FROM VAJAZZLE TO VAGACIAL – HAVE WE GONE TOO FAR?

FROM VAJAZZLE TO VAGACIAL – HAVE WE GONE TOO FAR?

Hands up ladies. Now who hasn’t been in their favourite spa recently, drifting off to the soothing sounds of the ocean lapping on some distant imaginary beach, having treated yourself to a well-deserved facial, and thought:

‘If only I could get this done on my vagina?’

We’ve all been there, right?

Okay perhaps that’s not quite where your thoughts were heading, but for some women, that’s exactly what the next payday splurge is going on.

Yes, the ‘Vagacial’ is set to become the next big thing in genital grooming.
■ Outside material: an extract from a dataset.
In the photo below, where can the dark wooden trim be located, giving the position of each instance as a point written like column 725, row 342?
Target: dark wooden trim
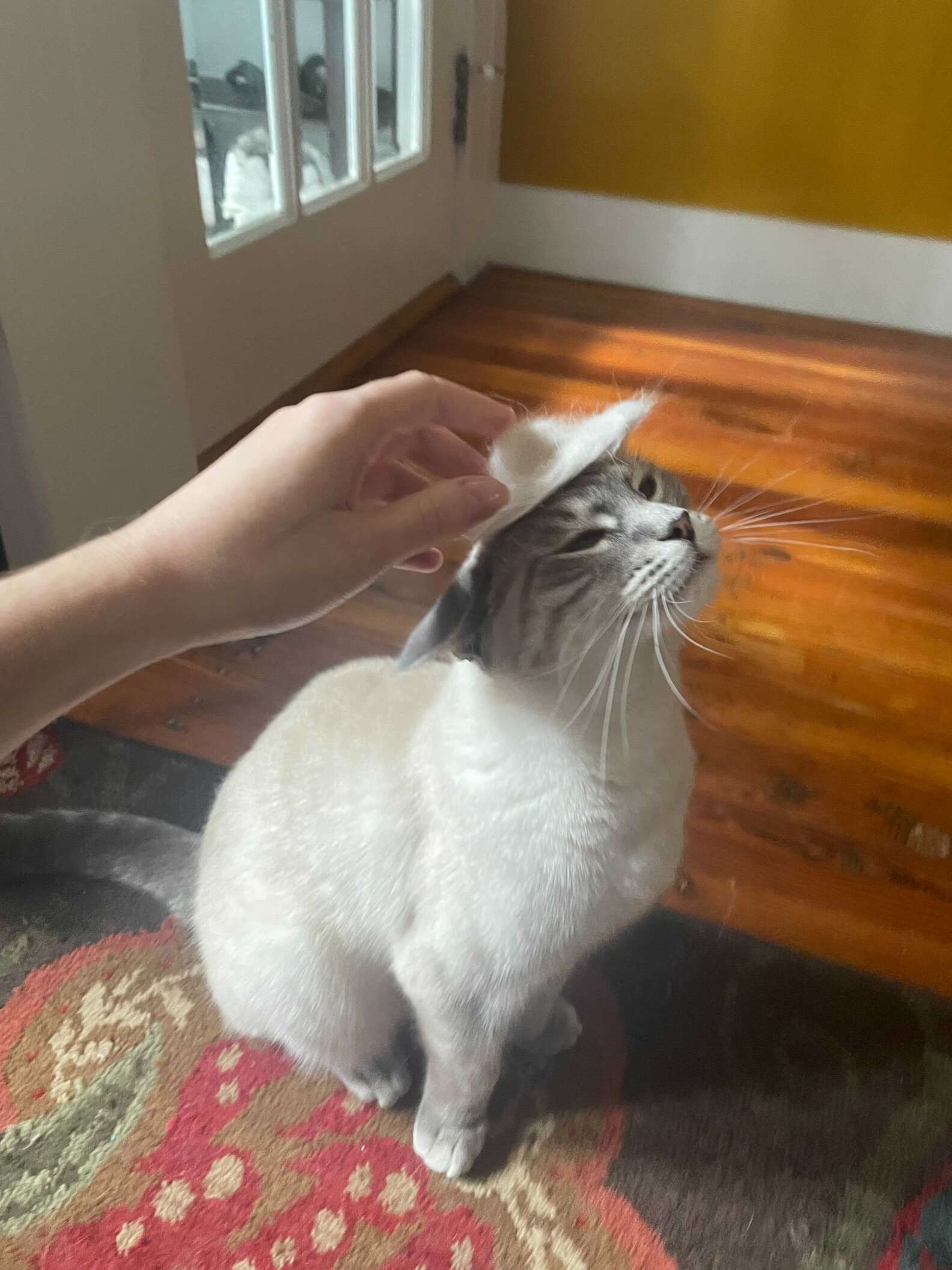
column 342, row 369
And why not? We’ve come a long way since the days of the ‘Mighty Bush’ to ensure that we have the prettiest and neatest lady bits going.

From the ever-popular ‘Brazilian’, to the less-exotic topic of ‘Labia Surgery’, to the most recent breakthrough in tarting up your crotch, you guessed it: the infamous ‘Vajazzle’.

And now, if turning your vagina into a shiny disco-ball isn’t your thing, then perhaps a 50 minute treatment spent pampering your pussy is more down your street.

Ultimately, the process has been designed to get rid of vaginal in-grown hairs via a mixture of cleansing and exfoliating. Meant to be performed a week after waxing, the $60 treatment involves four main steps:

1)      Skin is cleansed with an antibacterial body wash and witch hazel.

2)      A papaya-based exfoliating gel goes on before the esthetician extracts ingrown hairs.

3)      An anti-freckle, anti-acne, or calming mask is applied.

4)      It finishes off with an application of lightening cream.

Mmhmm...

Or , if you’d rather save yourself some cash, you can concoct your own potion consisting of coconut oil, vitamin E cream, honey and egg whites: apparently perfect for helping to spruce up the less...perky vagina.

Now don’t tell me you’re not already itching to get down Coles and stock up on the honey you saw they had on offer this morning?

But whilst the Vagacial may initially seem like a humorous experience and a bit of girly fun, it begs the question of what the hell is coming next?  Afterall, it seems as though we’re still struggling with the age-old notion that vaginas are dirty. The fact that we’re now being told we have to apply stick-on crystals to make our vulva look pretty is a clear statement of how we still haven’t moved on from this concept.

But by all means, have a go and see how it can brighten up your own bush. As for me? I’m certainly going to give a go at making up a mixture – except it’s going on my pancakes rather than my crotch.